A Viagem

De repente dou comigo a pensar e a memória leva-me novamente para aquele lugar. A nossa mente é mesmo assim, por vezes transporta-nos no espaço e no tempo até lugares e acontecimentos de que nos vamos esquecendo com o passar do tempo, mas que, de uma forma ou de outra, nos marcaram. E foi o que aconteceu comigo num daqueles momentos em que ficamos pensativos sem pensar em nada e de repente o subconsciente assume as rédeas, levando-nos numa viagem pelo nosso sótão.

Lembro-me como se fosse hoje, tudo começou por uma súbita vontade de mudar de ares, por sua vez consequência de um sentimento de monotonia que se havia abatido sobre mim nos últimos tempos. E assim, partindo da ideia para a acção, peguei nas minhas coisas e decidi partir rumo ao desconhecido, mal sabendo o que me esperava.

A viagem começou bem, estava um lindo dia de sol. Peguei no carro, fui até à estação de serviço mais próxima, atestei o depósito e decidi partir sem destino. Apetecia-me conhecer lugares novos, pelo que achei que a melhor opção seria evitar as auto-estradas, que, com a sua paisagem sempre igual, retiram tanto sabor às viagens de carro.

Parti rumo a norte, pela estrada nacional, aproveitando para parar aqui e ali para descansar ou apreciar melhor determinada paisagem, acabando por, graças ao meu “excelente” sentido de orientação geográfica, perder-me.

Ao anoitecer cheguei a uma pequena aldeia, perdida no meio de serras, que, como tantas outras aldeias neste país, foi ficando sem habitantes até à sua desertificação total. Como já começava a fazer-se tarde, decidi procurar se haveria algum local onde me pudesse acolher durante a noite, mas não tive sorte e acabei por decidir abrigar-me no carro.

O dia havia arrefecido e a noite estava gélida, não se ouvindo nada a não ser os sons dos animais que habitavam a floresta que circundava a aldeia. O sono demorava a vencer-me e acabei por cair naquele estado em que ficamos meio a dormir meio acordados. De repente, vindo do nada, ouço um grito de uma mulher, levanto-me sobressaltado e tento espreitar através dos vidros completamente embaciados, mas não consigo ver nada.
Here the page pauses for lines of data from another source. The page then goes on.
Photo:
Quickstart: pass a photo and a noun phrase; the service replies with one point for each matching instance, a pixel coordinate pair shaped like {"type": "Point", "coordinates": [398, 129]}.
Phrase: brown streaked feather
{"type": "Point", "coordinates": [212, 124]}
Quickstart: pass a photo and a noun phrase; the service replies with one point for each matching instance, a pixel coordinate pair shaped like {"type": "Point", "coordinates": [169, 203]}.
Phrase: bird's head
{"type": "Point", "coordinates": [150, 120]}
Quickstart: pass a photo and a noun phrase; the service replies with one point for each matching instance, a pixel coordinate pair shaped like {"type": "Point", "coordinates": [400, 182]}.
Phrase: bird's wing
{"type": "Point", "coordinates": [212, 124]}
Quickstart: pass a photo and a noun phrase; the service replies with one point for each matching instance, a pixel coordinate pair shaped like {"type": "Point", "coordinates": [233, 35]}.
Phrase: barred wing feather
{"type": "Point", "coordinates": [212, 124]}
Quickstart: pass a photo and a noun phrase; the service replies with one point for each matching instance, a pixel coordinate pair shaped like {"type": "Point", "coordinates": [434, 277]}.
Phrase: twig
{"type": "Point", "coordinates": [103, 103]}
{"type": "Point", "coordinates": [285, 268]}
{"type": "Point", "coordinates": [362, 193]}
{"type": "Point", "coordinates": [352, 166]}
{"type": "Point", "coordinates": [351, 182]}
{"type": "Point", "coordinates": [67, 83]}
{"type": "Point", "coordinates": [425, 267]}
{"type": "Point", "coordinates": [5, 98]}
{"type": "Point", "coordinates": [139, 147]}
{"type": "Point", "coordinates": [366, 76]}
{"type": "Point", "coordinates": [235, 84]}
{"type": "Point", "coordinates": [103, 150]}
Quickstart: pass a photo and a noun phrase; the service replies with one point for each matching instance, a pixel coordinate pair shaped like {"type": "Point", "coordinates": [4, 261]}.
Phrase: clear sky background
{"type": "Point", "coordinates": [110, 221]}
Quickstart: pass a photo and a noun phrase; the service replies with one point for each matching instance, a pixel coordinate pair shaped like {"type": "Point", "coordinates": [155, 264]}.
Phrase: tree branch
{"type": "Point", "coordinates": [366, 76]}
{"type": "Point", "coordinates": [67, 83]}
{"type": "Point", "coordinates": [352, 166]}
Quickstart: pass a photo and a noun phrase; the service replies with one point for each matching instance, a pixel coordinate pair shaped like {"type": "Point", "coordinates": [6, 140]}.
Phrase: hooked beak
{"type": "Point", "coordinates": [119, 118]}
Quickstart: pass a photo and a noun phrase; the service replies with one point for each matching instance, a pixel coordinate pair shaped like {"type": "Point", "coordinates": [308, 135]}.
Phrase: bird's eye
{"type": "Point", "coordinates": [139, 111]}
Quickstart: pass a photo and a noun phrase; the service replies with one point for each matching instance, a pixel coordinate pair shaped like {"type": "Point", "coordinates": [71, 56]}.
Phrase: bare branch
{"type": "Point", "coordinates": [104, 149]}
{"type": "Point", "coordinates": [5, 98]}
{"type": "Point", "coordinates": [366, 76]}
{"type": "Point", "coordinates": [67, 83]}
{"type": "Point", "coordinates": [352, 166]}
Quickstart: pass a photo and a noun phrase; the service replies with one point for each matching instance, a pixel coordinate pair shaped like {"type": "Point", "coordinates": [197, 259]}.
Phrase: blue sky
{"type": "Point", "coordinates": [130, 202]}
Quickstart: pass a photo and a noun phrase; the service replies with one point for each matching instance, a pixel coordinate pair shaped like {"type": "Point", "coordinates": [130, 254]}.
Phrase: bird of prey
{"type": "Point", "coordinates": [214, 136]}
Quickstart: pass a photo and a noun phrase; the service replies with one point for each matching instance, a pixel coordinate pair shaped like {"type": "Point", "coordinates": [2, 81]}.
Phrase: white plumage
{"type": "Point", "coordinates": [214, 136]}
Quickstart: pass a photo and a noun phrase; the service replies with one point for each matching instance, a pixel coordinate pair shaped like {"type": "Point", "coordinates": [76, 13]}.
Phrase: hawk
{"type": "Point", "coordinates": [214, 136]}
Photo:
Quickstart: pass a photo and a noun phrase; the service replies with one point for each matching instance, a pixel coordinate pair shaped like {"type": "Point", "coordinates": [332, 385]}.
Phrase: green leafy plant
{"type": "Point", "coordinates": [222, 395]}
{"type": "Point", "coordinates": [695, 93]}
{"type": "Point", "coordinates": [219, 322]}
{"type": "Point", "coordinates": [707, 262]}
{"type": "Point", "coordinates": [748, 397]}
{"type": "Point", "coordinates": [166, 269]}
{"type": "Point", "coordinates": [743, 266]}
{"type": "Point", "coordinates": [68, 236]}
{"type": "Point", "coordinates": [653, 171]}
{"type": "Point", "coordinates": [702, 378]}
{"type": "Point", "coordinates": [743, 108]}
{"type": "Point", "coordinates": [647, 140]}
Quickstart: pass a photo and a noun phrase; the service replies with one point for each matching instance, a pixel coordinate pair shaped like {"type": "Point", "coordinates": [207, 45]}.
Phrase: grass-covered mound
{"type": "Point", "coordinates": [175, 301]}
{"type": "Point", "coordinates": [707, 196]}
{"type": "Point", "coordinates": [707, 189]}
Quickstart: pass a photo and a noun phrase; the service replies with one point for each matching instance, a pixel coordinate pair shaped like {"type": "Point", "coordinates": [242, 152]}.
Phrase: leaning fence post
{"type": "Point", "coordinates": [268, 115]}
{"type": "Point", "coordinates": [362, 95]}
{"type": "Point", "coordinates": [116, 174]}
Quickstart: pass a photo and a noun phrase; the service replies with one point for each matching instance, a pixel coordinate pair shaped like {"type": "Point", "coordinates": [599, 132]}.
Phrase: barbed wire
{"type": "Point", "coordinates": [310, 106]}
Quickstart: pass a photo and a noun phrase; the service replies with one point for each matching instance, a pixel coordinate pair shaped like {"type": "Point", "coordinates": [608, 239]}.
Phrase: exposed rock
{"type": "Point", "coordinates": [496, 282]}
Saio do carro e olho na direcção de onde me parecia ter vindo o grito e de repente ouço um novo grito, mas desta vez mais próximo de mim e vindo do meu lado direito. Olho assustado e vejo o que pareceu ser um vulto a correr na minha direcção. Aturdido tento perceber o que se está a passar e descubro que não é apenas um vulto, como me parecera inicialmente, mas sim vários vultos. Preparo-me para tentar fugir e de repente sinto-me preso e sou atingido por alguma coisa! Entro em pânico e… Acordo a suar e a gritar! Estava num autocarro completamente cheio de pessoas que me olhavam com um ar incrédulo, depois da triste partida que a minha mente me pregara durante um sono em que caíra no caminho para casa.